Sosyalist İşçi 230 (2 Şubat 2005)

 

Sayfa 14:

AB Anayasası neden anti-demokratiktir?

AB, yeni Anayasa kabul edilene kadar, üye ülkeler arasında yapılan anlaşmalar üzerinden kurulmuş ve var olmuştu. Yeni anayasa AB'nin yeniden kurulması ve eski tüm anlaşmaların yürürlükten kalkması anlamına geliyor ve medeni hukuk, adli uygulamalar, Europol (Avrupa polisi), enerji ve kültür gibi 30'a yakın başlık altında ulusal denetimin yerine, Topluluk denetimini getiriyor.
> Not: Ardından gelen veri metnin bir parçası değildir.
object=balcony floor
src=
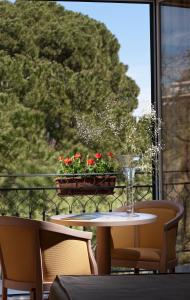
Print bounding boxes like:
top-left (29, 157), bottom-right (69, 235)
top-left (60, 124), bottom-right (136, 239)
top-left (0, 264), bottom-right (190, 300)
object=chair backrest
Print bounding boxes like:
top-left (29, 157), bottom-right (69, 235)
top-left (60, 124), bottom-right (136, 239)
top-left (0, 217), bottom-right (97, 286)
top-left (0, 217), bottom-right (41, 282)
top-left (40, 223), bottom-right (94, 281)
top-left (135, 200), bottom-right (183, 249)
top-left (111, 200), bottom-right (183, 249)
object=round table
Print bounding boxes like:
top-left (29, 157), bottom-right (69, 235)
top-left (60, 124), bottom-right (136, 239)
top-left (50, 212), bottom-right (157, 275)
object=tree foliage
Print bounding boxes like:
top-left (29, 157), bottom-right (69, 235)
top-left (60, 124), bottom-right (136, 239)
top-left (0, 0), bottom-right (139, 177)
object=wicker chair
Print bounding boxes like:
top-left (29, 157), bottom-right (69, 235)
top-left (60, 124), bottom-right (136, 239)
top-left (111, 200), bottom-right (183, 273)
top-left (0, 217), bottom-right (97, 300)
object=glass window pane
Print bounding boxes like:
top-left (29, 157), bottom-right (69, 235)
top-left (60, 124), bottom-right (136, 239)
top-left (161, 1), bottom-right (190, 262)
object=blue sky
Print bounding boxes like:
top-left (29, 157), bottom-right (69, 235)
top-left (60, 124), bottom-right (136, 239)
top-left (58, 1), bottom-right (151, 115)
top-left (9, 0), bottom-right (151, 116)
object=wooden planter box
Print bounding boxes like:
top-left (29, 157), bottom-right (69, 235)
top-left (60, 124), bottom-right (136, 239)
top-left (55, 175), bottom-right (116, 196)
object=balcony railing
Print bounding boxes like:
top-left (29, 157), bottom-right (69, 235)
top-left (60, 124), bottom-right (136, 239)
top-left (0, 172), bottom-right (152, 220)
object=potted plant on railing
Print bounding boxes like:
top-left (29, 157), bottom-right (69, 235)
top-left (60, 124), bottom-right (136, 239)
top-left (55, 152), bottom-right (116, 196)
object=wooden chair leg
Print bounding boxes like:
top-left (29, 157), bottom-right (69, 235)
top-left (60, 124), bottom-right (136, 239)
top-left (134, 268), bottom-right (139, 274)
top-left (35, 287), bottom-right (43, 300)
top-left (169, 267), bottom-right (175, 273)
top-left (30, 289), bottom-right (36, 300)
top-left (2, 287), bottom-right (7, 300)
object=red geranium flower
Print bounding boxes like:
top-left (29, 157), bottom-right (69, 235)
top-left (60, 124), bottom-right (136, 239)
top-left (107, 152), bottom-right (113, 157)
top-left (87, 159), bottom-right (95, 166)
top-left (95, 153), bottom-right (102, 159)
top-left (74, 153), bottom-right (81, 159)
top-left (58, 155), bottom-right (64, 161)
top-left (63, 157), bottom-right (72, 166)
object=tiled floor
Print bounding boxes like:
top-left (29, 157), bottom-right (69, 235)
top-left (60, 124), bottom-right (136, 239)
top-left (0, 264), bottom-right (190, 300)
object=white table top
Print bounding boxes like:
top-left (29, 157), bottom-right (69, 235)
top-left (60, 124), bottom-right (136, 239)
top-left (50, 212), bottom-right (157, 227)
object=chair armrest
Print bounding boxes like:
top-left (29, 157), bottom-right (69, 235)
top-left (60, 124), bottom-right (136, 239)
top-left (164, 207), bottom-right (184, 231)
top-left (40, 222), bottom-right (92, 240)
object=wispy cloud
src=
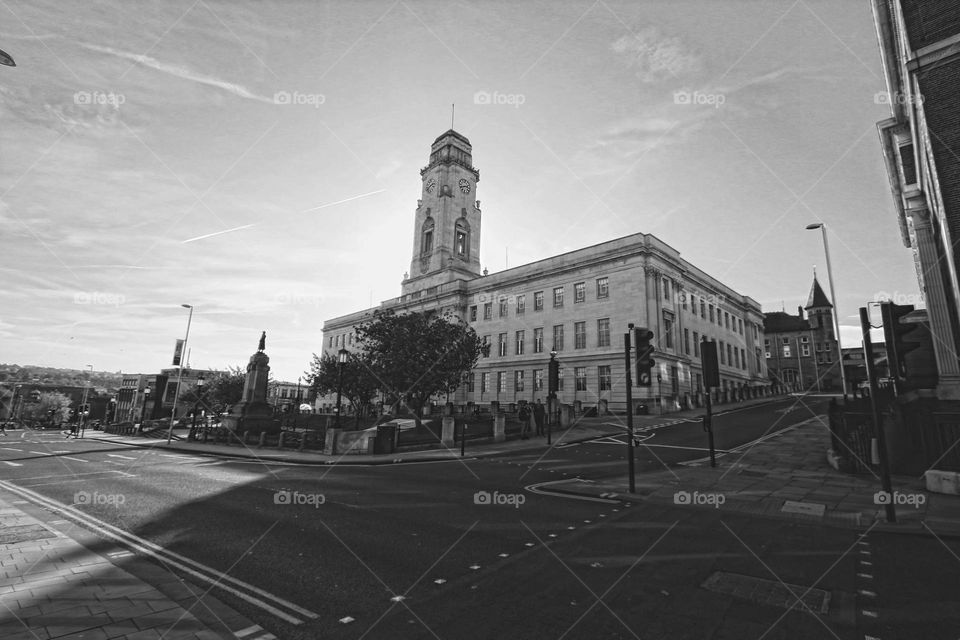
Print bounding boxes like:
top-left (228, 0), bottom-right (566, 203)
top-left (610, 27), bottom-right (703, 83)
top-left (80, 43), bottom-right (274, 104)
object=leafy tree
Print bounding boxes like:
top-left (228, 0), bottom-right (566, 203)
top-left (306, 353), bottom-right (380, 426)
top-left (193, 367), bottom-right (247, 414)
top-left (356, 310), bottom-right (490, 425)
top-left (20, 392), bottom-right (71, 424)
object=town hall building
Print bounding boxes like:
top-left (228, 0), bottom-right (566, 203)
top-left (318, 129), bottom-right (770, 411)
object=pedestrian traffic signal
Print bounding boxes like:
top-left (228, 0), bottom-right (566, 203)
top-left (880, 302), bottom-right (920, 380)
top-left (633, 327), bottom-right (656, 387)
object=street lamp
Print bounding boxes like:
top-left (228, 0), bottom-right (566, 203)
top-left (807, 222), bottom-right (847, 400)
top-left (336, 349), bottom-right (350, 429)
top-left (167, 304), bottom-right (193, 444)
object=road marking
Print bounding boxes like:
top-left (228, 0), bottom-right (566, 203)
top-left (0, 480), bottom-right (320, 625)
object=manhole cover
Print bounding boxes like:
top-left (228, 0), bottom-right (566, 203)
top-left (700, 571), bottom-right (830, 614)
top-left (0, 524), bottom-right (57, 544)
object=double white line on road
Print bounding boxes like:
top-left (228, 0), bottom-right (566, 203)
top-left (0, 480), bottom-right (319, 624)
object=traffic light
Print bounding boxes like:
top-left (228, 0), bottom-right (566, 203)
top-left (633, 327), bottom-right (656, 387)
top-left (880, 302), bottom-right (920, 380)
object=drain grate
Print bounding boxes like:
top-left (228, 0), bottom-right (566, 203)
top-left (0, 524), bottom-right (57, 544)
top-left (700, 571), bottom-right (830, 614)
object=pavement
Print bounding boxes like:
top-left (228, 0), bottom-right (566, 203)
top-left (0, 392), bottom-right (960, 640)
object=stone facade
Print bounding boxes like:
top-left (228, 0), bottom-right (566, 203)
top-left (872, 0), bottom-right (960, 400)
top-left (318, 131), bottom-right (770, 410)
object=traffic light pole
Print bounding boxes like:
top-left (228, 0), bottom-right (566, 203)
top-left (860, 307), bottom-right (897, 522)
top-left (623, 324), bottom-right (637, 493)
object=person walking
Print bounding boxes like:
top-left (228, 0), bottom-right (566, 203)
top-left (533, 398), bottom-right (547, 436)
top-left (517, 403), bottom-right (530, 440)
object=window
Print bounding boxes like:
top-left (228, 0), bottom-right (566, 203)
top-left (573, 367), bottom-right (587, 391)
top-left (663, 311), bottom-right (673, 349)
top-left (597, 318), bottom-right (610, 347)
top-left (573, 322), bottom-right (587, 349)
top-left (597, 278), bottom-right (610, 300)
top-left (597, 365), bottom-right (613, 391)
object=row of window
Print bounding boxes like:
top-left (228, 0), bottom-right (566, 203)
top-left (483, 318), bottom-right (610, 357)
top-left (470, 278), bottom-right (610, 322)
top-left (467, 365), bottom-right (613, 393)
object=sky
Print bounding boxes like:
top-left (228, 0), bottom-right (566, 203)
top-left (0, 0), bottom-right (919, 381)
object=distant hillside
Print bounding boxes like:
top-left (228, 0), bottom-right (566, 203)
top-left (0, 364), bottom-right (123, 389)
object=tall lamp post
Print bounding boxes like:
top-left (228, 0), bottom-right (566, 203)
top-left (167, 304), bottom-right (193, 444)
top-left (337, 349), bottom-right (349, 429)
top-left (807, 222), bottom-right (847, 400)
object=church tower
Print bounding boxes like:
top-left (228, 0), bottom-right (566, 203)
top-left (403, 134), bottom-right (480, 295)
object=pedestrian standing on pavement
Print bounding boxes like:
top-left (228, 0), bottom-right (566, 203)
top-left (533, 398), bottom-right (547, 436)
top-left (517, 404), bottom-right (530, 440)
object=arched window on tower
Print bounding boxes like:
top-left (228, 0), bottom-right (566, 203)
top-left (420, 216), bottom-right (433, 255)
top-left (453, 218), bottom-right (470, 260)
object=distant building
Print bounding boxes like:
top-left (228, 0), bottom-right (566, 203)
top-left (763, 276), bottom-right (843, 391)
top-left (872, 0), bottom-right (960, 400)
top-left (322, 130), bottom-right (770, 410)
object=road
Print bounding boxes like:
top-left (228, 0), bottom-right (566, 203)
top-left (0, 399), bottom-right (960, 640)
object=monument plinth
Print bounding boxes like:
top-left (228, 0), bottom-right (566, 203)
top-left (223, 331), bottom-right (280, 434)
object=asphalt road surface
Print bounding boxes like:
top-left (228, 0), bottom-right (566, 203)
top-left (0, 398), bottom-right (960, 640)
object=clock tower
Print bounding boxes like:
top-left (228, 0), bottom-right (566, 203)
top-left (403, 129), bottom-right (480, 295)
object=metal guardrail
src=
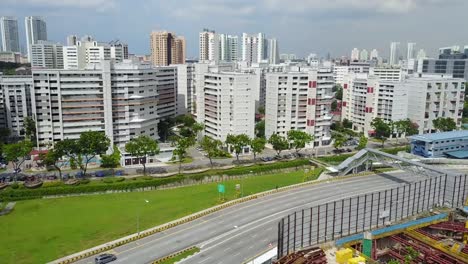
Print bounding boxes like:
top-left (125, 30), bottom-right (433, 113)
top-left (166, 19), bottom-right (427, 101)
top-left (277, 175), bottom-right (468, 258)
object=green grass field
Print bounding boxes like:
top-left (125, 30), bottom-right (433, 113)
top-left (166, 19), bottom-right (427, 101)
top-left (160, 248), bottom-right (200, 264)
top-left (0, 168), bottom-right (322, 263)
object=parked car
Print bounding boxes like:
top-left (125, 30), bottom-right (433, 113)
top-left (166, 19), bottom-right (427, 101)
top-left (94, 253), bottom-right (117, 264)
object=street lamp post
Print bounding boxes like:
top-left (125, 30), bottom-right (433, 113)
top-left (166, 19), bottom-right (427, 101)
top-left (137, 199), bottom-right (149, 235)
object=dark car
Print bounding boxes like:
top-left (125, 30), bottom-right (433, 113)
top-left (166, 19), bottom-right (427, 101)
top-left (94, 253), bottom-right (117, 264)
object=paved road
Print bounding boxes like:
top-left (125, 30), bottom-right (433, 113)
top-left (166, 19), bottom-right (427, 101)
top-left (74, 172), bottom-right (438, 264)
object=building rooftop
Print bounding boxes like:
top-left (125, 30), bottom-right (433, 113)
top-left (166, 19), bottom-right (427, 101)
top-left (409, 130), bottom-right (468, 142)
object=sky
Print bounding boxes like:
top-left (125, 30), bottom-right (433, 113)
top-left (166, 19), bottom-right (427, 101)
top-left (0, 0), bottom-right (468, 58)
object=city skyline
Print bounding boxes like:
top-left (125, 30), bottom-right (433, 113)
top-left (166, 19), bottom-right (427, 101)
top-left (0, 0), bottom-right (468, 58)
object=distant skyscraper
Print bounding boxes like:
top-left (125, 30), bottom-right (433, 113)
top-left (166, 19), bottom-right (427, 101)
top-left (67, 35), bottom-right (78, 46)
top-left (198, 29), bottom-right (220, 61)
top-left (406, 42), bottom-right (416, 60)
top-left (417, 49), bottom-right (427, 60)
top-left (371, 49), bottom-right (379, 60)
top-left (242, 33), bottom-right (268, 63)
top-left (24, 16), bottom-right (47, 61)
top-left (351, 48), bottom-right (359, 61)
top-left (268, 39), bottom-right (279, 64)
top-left (359, 49), bottom-right (369, 61)
top-left (389, 42), bottom-right (400, 65)
top-left (150, 31), bottom-right (185, 66)
top-left (0, 17), bottom-right (20, 52)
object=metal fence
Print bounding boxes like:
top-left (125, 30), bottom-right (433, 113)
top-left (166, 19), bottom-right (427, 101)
top-left (278, 175), bottom-right (468, 258)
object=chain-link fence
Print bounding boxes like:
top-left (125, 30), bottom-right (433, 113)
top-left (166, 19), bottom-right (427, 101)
top-left (278, 175), bottom-right (468, 258)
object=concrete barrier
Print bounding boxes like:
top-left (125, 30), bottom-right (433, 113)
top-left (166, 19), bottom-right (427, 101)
top-left (49, 169), bottom-right (375, 264)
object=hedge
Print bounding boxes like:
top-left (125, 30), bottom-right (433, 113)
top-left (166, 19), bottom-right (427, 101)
top-left (0, 159), bottom-right (309, 202)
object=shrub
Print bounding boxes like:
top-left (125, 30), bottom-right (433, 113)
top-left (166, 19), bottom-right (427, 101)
top-left (79, 179), bottom-right (91, 184)
top-left (102, 178), bottom-right (114, 183)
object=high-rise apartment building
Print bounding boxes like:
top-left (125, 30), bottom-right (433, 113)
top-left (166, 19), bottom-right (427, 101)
top-left (359, 49), bottom-right (369, 61)
top-left (197, 72), bottom-right (257, 142)
top-left (31, 61), bottom-right (165, 148)
top-left (370, 49), bottom-right (379, 60)
top-left (242, 33), bottom-right (268, 63)
top-left (63, 36), bottom-right (128, 70)
top-left (351, 48), bottom-right (359, 61)
top-left (24, 16), bottom-right (47, 62)
top-left (389, 42), bottom-right (400, 65)
top-left (219, 34), bottom-right (239, 62)
top-left (0, 16), bottom-right (20, 52)
top-left (268, 38), bottom-right (279, 64)
top-left (406, 42), bottom-right (416, 60)
top-left (341, 74), bottom-right (464, 136)
top-left (67, 35), bottom-right (78, 46)
top-left (265, 69), bottom-right (335, 146)
top-left (174, 63), bottom-right (195, 116)
top-left (31, 40), bottom-right (63, 69)
top-left (150, 31), bottom-right (185, 66)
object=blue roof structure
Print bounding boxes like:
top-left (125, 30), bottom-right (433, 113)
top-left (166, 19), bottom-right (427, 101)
top-left (445, 150), bottom-right (468, 159)
top-left (409, 130), bottom-right (468, 142)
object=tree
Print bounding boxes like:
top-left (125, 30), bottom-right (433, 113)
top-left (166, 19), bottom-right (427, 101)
top-left (335, 85), bottom-right (343, 100)
top-left (200, 136), bottom-right (223, 168)
top-left (331, 100), bottom-right (338, 111)
top-left (101, 145), bottom-right (122, 168)
top-left (432, 117), bottom-right (457, 132)
top-left (0, 127), bottom-right (11, 143)
top-left (288, 130), bottom-right (314, 153)
top-left (268, 134), bottom-right (289, 156)
top-left (23, 116), bottom-right (36, 141)
top-left (171, 137), bottom-right (195, 173)
top-left (125, 135), bottom-right (159, 175)
top-left (356, 135), bottom-right (367, 150)
top-left (39, 147), bottom-right (65, 180)
top-left (343, 118), bottom-right (353, 129)
top-left (258, 106), bottom-right (265, 115)
top-left (371, 117), bottom-right (391, 148)
top-left (158, 118), bottom-right (174, 142)
top-left (332, 133), bottom-right (346, 149)
top-left (250, 138), bottom-right (266, 161)
top-left (255, 120), bottom-right (265, 138)
top-left (226, 134), bottom-right (251, 162)
top-left (55, 131), bottom-right (110, 175)
top-left (3, 140), bottom-right (33, 182)
top-left (78, 131), bottom-right (110, 175)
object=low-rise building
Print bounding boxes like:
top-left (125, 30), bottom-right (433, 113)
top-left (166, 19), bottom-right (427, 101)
top-left (410, 130), bottom-right (468, 159)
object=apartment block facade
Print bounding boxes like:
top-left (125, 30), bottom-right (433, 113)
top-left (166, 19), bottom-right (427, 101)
top-left (31, 40), bottom-right (63, 69)
top-left (31, 61), bottom-right (160, 150)
top-left (265, 69), bottom-right (335, 146)
top-left (0, 75), bottom-right (32, 136)
top-left (197, 72), bottom-right (257, 142)
top-left (342, 74), bottom-right (464, 136)
top-left (150, 31), bottom-right (185, 66)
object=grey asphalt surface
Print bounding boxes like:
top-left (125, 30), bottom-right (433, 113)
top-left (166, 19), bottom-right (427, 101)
top-left (73, 169), bottom-right (438, 264)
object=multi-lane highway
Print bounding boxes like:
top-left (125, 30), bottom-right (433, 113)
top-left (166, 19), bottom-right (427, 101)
top-left (73, 169), bottom-right (446, 264)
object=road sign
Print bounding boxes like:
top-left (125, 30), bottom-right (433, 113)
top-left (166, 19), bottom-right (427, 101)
top-left (218, 184), bottom-right (225, 193)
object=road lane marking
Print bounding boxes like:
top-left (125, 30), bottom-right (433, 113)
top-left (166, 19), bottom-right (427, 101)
top-left (80, 172), bottom-right (420, 262)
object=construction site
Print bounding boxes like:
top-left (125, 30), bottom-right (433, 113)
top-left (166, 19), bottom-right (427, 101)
top-left (274, 150), bottom-right (468, 264)
top-left (275, 206), bottom-right (468, 264)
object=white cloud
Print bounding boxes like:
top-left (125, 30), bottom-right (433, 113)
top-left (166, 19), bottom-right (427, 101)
top-left (263, 0), bottom-right (450, 13)
top-left (6, 0), bottom-right (118, 12)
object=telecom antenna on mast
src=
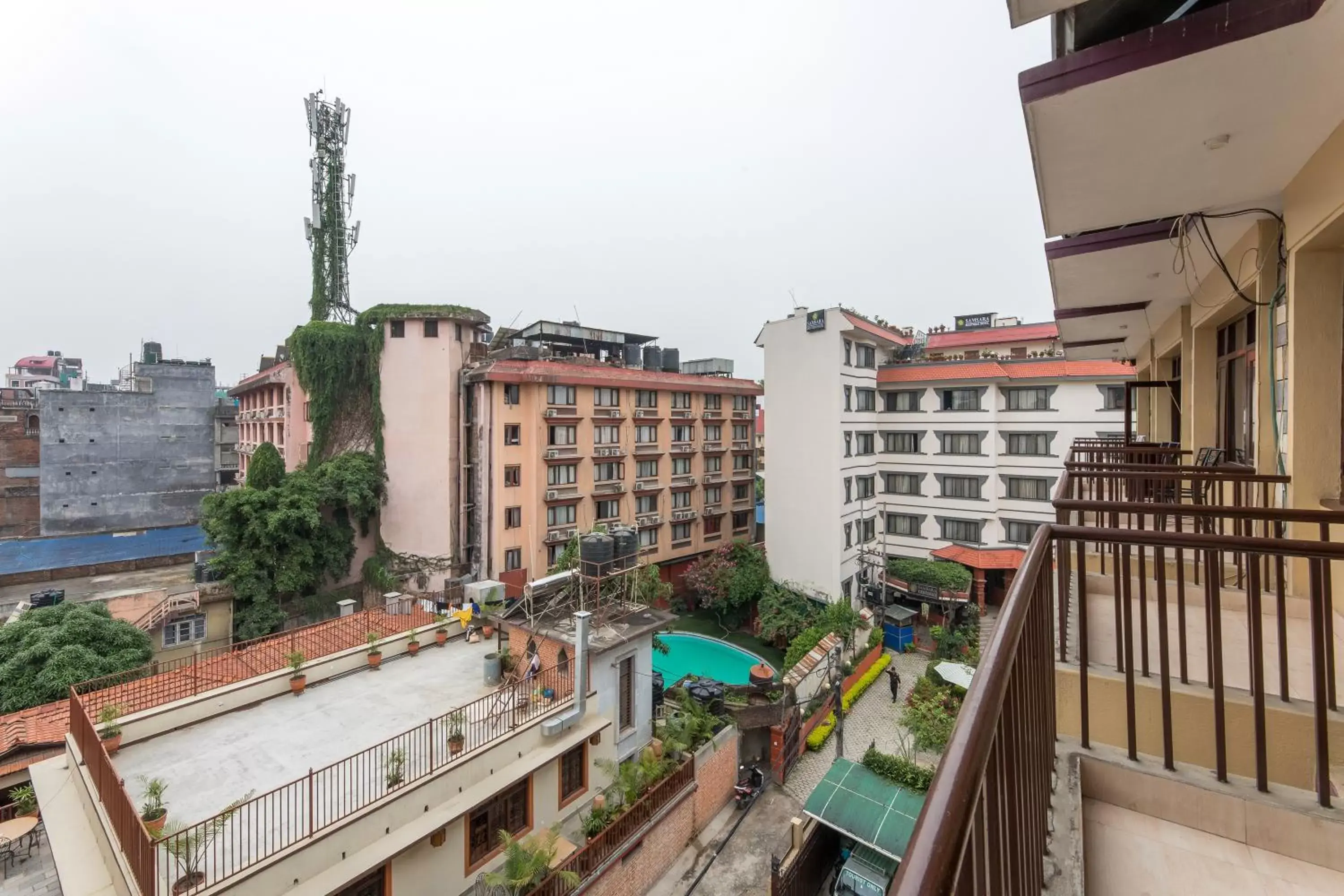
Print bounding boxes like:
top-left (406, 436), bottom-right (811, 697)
top-left (304, 90), bottom-right (359, 324)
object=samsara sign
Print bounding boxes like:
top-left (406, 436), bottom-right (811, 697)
top-left (957, 314), bottom-right (995, 329)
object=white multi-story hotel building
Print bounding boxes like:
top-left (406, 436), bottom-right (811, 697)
top-left (757, 308), bottom-right (1133, 602)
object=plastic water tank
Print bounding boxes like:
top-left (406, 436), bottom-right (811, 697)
top-left (485, 653), bottom-right (504, 685)
top-left (579, 532), bottom-right (614, 575)
top-left (612, 525), bottom-right (640, 569)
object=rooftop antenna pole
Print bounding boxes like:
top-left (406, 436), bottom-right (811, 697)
top-left (304, 90), bottom-right (359, 324)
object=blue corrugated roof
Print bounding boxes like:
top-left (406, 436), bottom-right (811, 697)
top-left (0, 525), bottom-right (206, 575)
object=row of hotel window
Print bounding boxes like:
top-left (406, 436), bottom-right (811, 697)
top-left (504, 423), bottom-right (751, 445)
top-left (524, 454), bottom-right (751, 487)
top-left (504, 505), bottom-right (753, 572)
top-left (844, 513), bottom-right (1040, 548)
top-left (519, 483), bottom-right (751, 529)
top-left (844, 431), bottom-right (1055, 457)
top-left (844, 386), bottom-right (1125, 414)
top-left (844, 473), bottom-right (1050, 504)
top-left (504, 383), bottom-right (755, 411)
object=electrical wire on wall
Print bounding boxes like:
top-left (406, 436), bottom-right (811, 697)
top-left (1168, 207), bottom-right (1288, 494)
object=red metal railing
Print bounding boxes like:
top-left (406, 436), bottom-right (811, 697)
top-left (151, 666), bottom-right (574, 895)
top-left (528, 756), bottom-right (695, 896)
top-left (75, 598), bottom-right (434, 719)
top-left (70, 688), bottom-right (155, 896)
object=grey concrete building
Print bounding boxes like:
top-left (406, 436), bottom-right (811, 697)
top-left (39, 359), bottom-right (218, 534)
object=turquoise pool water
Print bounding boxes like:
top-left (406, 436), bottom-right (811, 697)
top-left (653, 634), bottom-right (769, 688)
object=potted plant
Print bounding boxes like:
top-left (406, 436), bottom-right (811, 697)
top-left (383, 747), bottom-right (406, 790)
top-left (482, 823), bottom-right (582, 896)
top-left (9, 784), bottom-right (38, 818)
top-left (160, 790), bottom-right (254, 896)
top-left (285, 650), bottom-right (308, 697)
top-left (448, 709), bottom-right (466, 756)
top-left (98, 704), bottom-right (121, 756)
top-left (140, 775), bottom-right (168, 840)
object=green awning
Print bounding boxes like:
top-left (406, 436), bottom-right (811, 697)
top-left (802, 759), bottom-right (925, 861)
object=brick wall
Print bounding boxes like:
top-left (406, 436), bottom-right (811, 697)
top-left (583, 794), bottom-right (695, 896)
top-left (583, 731), bottom-right (738, 896)
top-left (692, 728), bottom-right (738, 833)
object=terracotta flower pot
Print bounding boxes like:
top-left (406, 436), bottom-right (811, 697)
top-left (172, 870), bottom-right (206, 896)
top-left (140, 813), bottom-right (168, 840)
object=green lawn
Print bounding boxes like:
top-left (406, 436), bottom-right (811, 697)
top-left (672, 610), bottom-right (784, 673)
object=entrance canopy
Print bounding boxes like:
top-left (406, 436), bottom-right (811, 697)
top-left (802, 759), bottom-right (925, 861)
top-left (929, 544), bottom-right (1025, 569)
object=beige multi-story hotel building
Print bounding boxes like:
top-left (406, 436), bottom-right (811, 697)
top-left (462, 325), bottom-right (763, 584)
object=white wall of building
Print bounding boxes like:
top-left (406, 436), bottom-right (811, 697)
top-left (757, 309), bottom-right (1124, 599)
top-left (757, 309), bottom-right (845, 595)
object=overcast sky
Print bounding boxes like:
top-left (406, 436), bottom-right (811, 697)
top-left (0, 0), bottom-right (1051, 383)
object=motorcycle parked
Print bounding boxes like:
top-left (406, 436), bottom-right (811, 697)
top-left (732, 766), bottom-right (765, 809)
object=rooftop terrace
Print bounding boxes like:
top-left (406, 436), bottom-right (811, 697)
top-left (113, 641), bottom-right (495, 823)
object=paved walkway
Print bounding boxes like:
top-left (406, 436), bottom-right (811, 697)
top-left (0, 837), bottom-right (60, 896)
top-left (784, 650), bottom-right (938, 802)
top-left (646, 782), bottom-right (802, 896)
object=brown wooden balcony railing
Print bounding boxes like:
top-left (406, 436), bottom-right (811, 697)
top-left (888, 446), bottom-right (1344, 896)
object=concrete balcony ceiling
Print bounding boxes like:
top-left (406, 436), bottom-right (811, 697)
top-left (1046, 215), bottom-right (1263, 360)
top-left (1019, 0), bottom-right (1344, 237)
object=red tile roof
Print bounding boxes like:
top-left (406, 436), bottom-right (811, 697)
top-left (228, 362), bottom-right (289, 395)
top-left (840, 312), bottom-right (914, 345)
top-left (468, 359), bottom-right (765, 395)
top-left (0, 700), bottom-right (70, 767)
top-left (929, 323), bottom-right (1059, 349)
top-left (929, 544), bottom-right (1025, 569)
top-left (0, 606), bottom-right (434, 774)
top-left (878, 358), bottom-right (1134, 383)
top-left (13, 355), bottom-right (56, 367)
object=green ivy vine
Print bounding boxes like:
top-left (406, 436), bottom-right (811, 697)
top-left (289, 305), bottom-right (489, 469)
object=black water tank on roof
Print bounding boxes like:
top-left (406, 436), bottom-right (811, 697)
top-left (579, 532), bottom-right (613, 575)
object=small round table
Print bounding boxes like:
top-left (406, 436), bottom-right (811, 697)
top-left (0, 818), bottom-right (38, 841)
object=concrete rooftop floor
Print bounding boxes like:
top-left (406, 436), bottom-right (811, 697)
top-left (113, 635), bottom-right (496, 823)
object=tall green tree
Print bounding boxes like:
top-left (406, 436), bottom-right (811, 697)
top-left (247, 442), bottom-right (285, 489)
top-left (200, 452), bottom-right (383, 638)
top-left (0, 600), bottom-right (153, 712)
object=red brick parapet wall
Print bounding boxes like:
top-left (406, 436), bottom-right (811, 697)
top-left (583, 728), bottom-right (738, 896)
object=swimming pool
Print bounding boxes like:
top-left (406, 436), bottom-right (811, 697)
top-left (653, 634), bottom-right (769, 688)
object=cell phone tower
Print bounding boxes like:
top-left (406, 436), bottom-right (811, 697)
top-left (304, 90), bottom-right (359, 324)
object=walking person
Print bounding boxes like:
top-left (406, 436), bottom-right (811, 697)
top-left (887, 666), bottom-right (900, 702)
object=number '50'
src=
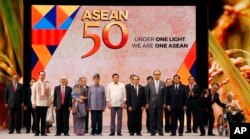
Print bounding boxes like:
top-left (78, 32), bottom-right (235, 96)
top-left (82, 21), bottom-right (128, 58)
Türkiye yeni Anayasa'yı "gözlemci" sıfatıyla imzaladı. AB üyesi bir çok ülke Anayasa'nın onaylanmasını halkoylamasına götürürken, Türkiye'yi de bağlayacak olan Anayasa'nın bırakın tartışılması, adı bile anılmıyor. İşte AB Anayasası'nın anti-demokratik karakteri:
Süper güç
Belge her ne kadar "Anayasa" olarak tanımlansa da, aslında bir anayasadan çok, üye devletler arasında yapılmış uluslararası bir çerçeve anlaşması, özelleştirmeleri ve sosyal kesintileri yasalaştıran, piyasa ekonomisini ve rekabetçiliği Topluluğun resmi ekonomi-politikası haline getiren, militarizmi tırmandıran politik yeni liberal bir program niteliğinde. Yeni Anayasa ile birlikte AB, üye ülkelerin üzerinde, onlardan bağımsız uluslararası bir aktör haline geliyor. Böylece bir AB süper-devleti oluşturulması yönünde önemli adım atılmış oldu.
Seçimle değil, atamayla
Dünyanın ilk anayasası, işgalci güç İngiliz emperyalistlerini kovan ve federal bir devlet olarak bir araya gelen Amerikan ulusu adına yazıldı. Bu anayasa, emperyalizme karşı verilen mücadelenin izlerini taşıdığı için oldukça liberaldir. Her şeyden önce yönetilenlerin, yönetenleri denetimi önemli bir unsur olarak bu Anayasa'da yer almaktadır. Oysa AB Anayasası bu bakımdan son derece anti-demokratik. Üye ülkeler, atanmış bürokratik elitlerin denetiminde olan Avrupa Komisyonu, Avrupa Konseyi ve Adalet Divanı gibi ulus-üstü komitelerine bağımlı kılınıyor. Bu elitler seçimle değil, atanarak görev yapmaktadır ve bu nedenle seçmen vatandaşların denetimi dışındadır. Ortak Tarım Politikası (OTP) gibi sayısız düzenleme gücü daha çok merkez Brüksel bürokrasisinin elinde toplanıyor.
Militarist
AB Anayasası ile birlikte üye ülkeler askeri güçlerini genişletmek zorunda bırakılıyor. Anayasa'nın I-40. maddesi "Üye devletler, aşamalı olarak kendi askeri güçlerini geliştirmeyi üstlenirler" diyor. Aynı maddede "Üye devletler, ...sivil ve askeri yeteneklerini Birlik'in hizmetine sunarlar" ifadesi yer alıyor. Böylece, Balkanlar'da olduğu gibi, alınan ortak bir savaş kararına Türkiye'nin de katılması zorunlu hale gelecektir. Bu madde aynı zamanda NATO üyesi olmayan AB üyelerini de, NATO ile örtüşen militarist politikalara bağımlı kılmaktadır. Bu türden yaptırımlar dünyanın hiçbir anayasasında yer almaz. AB Anayasası, üye devletlerin savunma bütçelerine daha fazla para ayırmalarını zorunlu hale getirmektedir. Ayrıca bir Avrupa ordusu ve ortak militarist bir mekanizma kurulmakta, AB'nin kapsadığı toprakların çok ötesine, Brüksel'den 4.000 km ötesine kadar bir alanda askeri müdahaleleri "ortak güvenlik politikası" haline getirmektedir. Anayasa'da güvenlikle ilgili bölümler, savaşı, her ne olursa olsun kaçınılması gereken bir seçenek olmaktan çıkararak, siyasi bir enstrüman haline getirmektedir.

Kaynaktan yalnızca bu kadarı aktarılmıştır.